If you can't wait to retire, you may have never given a moment's thought to the things that could go wrong with retirement. However, up to 20% of retirees report feeling dissatisfaction or disillusionment with retirement, so, if you're still in the planning stages, it can help to take a look at what can, potentially, go wrong. That way, you still have time to take evasive action.
The reasons for retirement dissatisfaction can be many and varied but they tend to fall into categories. These are:
1. Retiring for the wrong reasons. The 'wrong' reasons include:
- retiring just because you're the right age for it (and without checking in with yourself about whether you really WANT to retire)
- retiring because your partner is retiring and they're pressuring you into retiring at the same time, whether you're 'ready' for retirement or not
- allowing yourself to be 'pushed out' by a boss who seems anxious to replace you and who already has your replacement lined up and ready to step into your shoes
- retiring before you've met all your professional goals
- retiring before you've met all your financial goals
- being forced into retirement by redundancy, ill health, company relocation, etc
2. Not having anything to retire 'to'. For example, having insufficient hobbies, activities and pastimes to keep you interested, interesting and engaged. Not having a plan for your retirement (or having a plan but not taking action on it). Not having a bucket list of things you want to be, do, have and achieve before you 'kick the bucket'.

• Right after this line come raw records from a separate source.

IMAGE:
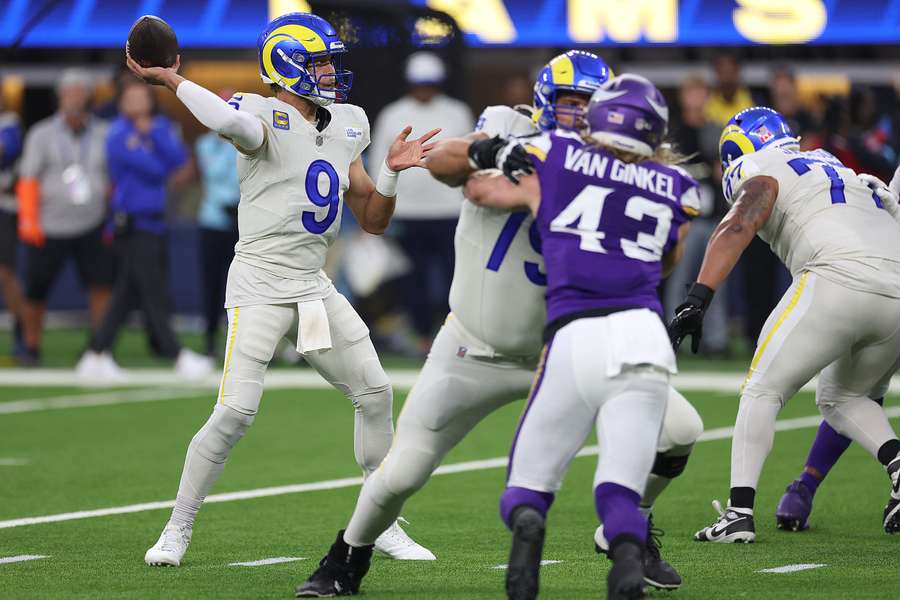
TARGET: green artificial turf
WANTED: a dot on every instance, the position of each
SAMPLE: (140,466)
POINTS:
(99,457)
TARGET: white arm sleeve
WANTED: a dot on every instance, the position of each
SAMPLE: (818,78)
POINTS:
(244,129)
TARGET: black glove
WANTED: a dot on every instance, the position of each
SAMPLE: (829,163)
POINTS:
(688,319)
(496,153)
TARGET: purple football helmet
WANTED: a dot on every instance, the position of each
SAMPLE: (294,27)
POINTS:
(628,113)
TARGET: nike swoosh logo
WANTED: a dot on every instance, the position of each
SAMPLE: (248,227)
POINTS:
(661,110)
(715,532)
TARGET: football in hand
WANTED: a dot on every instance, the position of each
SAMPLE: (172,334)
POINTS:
(152,42)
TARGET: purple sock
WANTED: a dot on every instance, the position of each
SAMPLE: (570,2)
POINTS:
(617,507)
(827,448)
(514,497)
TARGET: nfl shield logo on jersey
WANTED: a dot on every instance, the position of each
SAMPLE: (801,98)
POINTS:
(280,120)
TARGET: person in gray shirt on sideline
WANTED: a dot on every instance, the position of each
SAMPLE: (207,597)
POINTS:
(61,194)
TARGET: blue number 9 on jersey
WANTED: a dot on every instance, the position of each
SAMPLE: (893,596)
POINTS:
(330,198)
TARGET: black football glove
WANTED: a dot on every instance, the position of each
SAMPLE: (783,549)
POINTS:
(688,319)
(496,153)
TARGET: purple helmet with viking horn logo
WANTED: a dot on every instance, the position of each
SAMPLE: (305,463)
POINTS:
(628,113)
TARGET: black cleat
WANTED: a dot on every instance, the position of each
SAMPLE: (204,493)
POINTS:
(891,520)
(340,572)
(626,578)
(658,573)
(523,570)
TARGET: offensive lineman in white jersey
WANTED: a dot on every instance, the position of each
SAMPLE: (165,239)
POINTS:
(486,353)
(840,316)
(299,160)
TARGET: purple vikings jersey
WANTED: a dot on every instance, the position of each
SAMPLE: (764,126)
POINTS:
(605,224)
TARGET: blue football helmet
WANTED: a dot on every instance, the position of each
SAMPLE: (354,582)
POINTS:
(574,71)
(289,48)
(750,131)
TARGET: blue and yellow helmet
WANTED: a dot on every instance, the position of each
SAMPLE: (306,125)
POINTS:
(750,131)
(573,71)
(289,48)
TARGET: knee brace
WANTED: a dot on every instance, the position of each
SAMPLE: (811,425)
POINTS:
(222,431)
(669,466)
(406,470)
(682,425)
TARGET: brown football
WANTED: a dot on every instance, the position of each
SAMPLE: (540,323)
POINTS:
(152,43)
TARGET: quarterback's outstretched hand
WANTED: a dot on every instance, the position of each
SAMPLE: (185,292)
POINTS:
(405,153)
(167,76)
(688,319)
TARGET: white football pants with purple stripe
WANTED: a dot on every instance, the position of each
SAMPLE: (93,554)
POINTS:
(608,372)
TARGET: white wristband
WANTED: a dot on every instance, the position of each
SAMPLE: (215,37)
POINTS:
(387,181)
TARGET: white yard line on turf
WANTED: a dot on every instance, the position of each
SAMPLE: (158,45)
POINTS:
(720,433)
(403,379)
(99,399)
(268,561)
(792,568)
(21,558)
(543,562)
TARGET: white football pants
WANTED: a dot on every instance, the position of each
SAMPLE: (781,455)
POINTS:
(453,393)
(852,337)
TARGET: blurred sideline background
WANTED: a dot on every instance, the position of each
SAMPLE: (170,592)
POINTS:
(831,66)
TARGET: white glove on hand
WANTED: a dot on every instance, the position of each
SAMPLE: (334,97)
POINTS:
(886,195)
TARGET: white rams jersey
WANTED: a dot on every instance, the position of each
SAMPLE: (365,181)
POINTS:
(292,192)
(825,220)
(498,285)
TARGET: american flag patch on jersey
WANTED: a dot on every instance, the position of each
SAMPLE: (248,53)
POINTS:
(280,120)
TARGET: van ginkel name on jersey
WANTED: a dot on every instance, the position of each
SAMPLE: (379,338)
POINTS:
(592,164)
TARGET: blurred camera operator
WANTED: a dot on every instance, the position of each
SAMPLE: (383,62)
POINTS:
(10,149)
(62,202)
(143,149)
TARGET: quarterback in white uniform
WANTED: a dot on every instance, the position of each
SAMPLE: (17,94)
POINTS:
(485,355)
(298,162)
(841,315)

3. Unresolved relationship problems. Like the fact that the two of you don't get on. Maybe your relationship worked while you were both working and had routines to follow and not much spare time available to find out how little you actually have in common. Or you're spending too much time together, you're getting under each others' feet and you need regular time apart to each do your own thing and/or have some privacy. Other causes of relationship problems in retirement arise from:
- partners who have never learned to communicate and resolve their differences like adults
- one or both partners having inadequate boundaries around the way their partner is allowed to treat them
- not living your own retirement - i.e., always doing everything your partner wants to do and none of the things that you want to do
4. Financial woes. Not having enough money to be able to live the kind of life in retirement that you want to live. Or not having enough money to be able to stop worrying about what the future will bring. Also, when partners have different values about money, they can often gloss over these when both are working and have a steady source of income. In retirement, when people become more reliant on savings, simmering resentments about money can intensify into something much bigger.

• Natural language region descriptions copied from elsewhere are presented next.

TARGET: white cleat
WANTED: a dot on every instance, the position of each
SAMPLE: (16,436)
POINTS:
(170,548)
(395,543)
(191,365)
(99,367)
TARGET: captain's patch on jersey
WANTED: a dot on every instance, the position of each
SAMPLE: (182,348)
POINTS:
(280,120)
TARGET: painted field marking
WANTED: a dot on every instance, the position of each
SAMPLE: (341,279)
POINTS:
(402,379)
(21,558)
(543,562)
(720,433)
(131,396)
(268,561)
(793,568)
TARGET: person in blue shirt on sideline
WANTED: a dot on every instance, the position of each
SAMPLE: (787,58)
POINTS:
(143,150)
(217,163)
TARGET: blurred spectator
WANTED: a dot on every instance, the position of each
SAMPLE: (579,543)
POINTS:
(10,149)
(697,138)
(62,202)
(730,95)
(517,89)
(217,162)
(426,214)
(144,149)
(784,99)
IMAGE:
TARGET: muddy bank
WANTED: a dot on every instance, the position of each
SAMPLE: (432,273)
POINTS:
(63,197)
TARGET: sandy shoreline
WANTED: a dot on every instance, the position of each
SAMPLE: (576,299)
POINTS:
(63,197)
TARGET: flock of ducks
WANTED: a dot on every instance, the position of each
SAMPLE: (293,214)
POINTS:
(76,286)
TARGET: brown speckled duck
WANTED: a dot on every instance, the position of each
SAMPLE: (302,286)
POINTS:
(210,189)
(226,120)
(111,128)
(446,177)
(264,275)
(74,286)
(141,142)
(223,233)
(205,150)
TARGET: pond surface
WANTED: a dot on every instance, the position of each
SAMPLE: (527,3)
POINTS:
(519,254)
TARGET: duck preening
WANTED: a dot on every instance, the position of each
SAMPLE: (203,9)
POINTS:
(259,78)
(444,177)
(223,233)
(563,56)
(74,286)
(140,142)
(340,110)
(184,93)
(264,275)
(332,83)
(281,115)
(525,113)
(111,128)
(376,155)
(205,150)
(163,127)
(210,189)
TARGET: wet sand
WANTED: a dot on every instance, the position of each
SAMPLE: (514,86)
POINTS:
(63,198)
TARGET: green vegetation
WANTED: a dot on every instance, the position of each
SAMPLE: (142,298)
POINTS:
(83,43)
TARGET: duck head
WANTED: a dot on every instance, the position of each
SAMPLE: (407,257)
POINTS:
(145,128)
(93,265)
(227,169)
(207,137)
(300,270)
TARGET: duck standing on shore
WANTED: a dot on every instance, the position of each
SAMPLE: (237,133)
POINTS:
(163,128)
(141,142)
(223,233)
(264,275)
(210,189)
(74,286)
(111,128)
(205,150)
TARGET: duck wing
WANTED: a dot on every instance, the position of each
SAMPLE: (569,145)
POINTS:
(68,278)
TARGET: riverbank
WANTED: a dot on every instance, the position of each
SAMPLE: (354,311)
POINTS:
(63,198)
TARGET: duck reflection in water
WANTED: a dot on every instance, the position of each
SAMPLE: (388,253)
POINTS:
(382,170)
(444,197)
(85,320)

5. The failure to replace the benefits you got from your work. The benefits that we get from working are generally recognised to be:
a) financial stability
b) time management
c) a sense of being useful
d) socialization and companionship
e) status
We need to find ways of replacing those benefits once we retire. So, our pension and possibly a part-time job or home-based business will, hopefully, provide us with financial stability. Having a structure to our days and somewhere to go/something to do will provide us with a way to manage our time. Voluntary work or starting a service-based business will give us a sense of being useful. Having a wide circle of friends of all ages will fill the need for socialization and companionship. You might not feel the need to replace the 'status' that you got from your working life but if you do, some sort of voluntary work might do the trick. Volunteering makes us feel valuable - it helps us realise how competent, accomplished and fortunate we are in comparison with others and it provides us with the opportunity to be perceived as a wise person.
6. Wasting time. Once the initial excitement about being retired has passed, some people don't actually DO anything with their retirement. They act as if they have all the time in the world to check off all the items on their bucket list. Or they spend their time procrastinating about what to do and how to do it. Or they get sucked into watching too much daytime TV or getting distracted online without acknowledging they're in the final chapter of their lives and that this is their last, best chance to do all the things that they've always wanted to do.
7. Not taking care of yourself. Many people report a little weight gain or loss of muscle tone in retirement but there comes a time when you have to make the choice to either take that in hand and do something about it - or not. Not doing what you know to do - i.e., not taking the necessary action, makes you feel bad about yourself and this is often compounded by what you see when you look in the mirror.
8. Having so many ideas that you feel overwhelmed and don't know where to begin. Here's what to do:
Make a plan and then work the plan. Just take the first step... I'm 99.9% certain that you know what that first step is. Decide what it is you need to do and take the first baby step in the right direction. I love baby steps. They're much easier to take than a big leap and, no matter how small the step you feel able to take, you'll have made progress. Which will give you the incentive to take the next baby step and the next and the... (Okay - you get it!).
Most of us spend more time planning our annual holiday than we do planning the non-financial aspects of our retirement. Some time spent thinking about what could go wrong with your retirement, can help you avoid many of the potential challenges and pitfalls, and help make sure you get the retirement you want and deserve to have!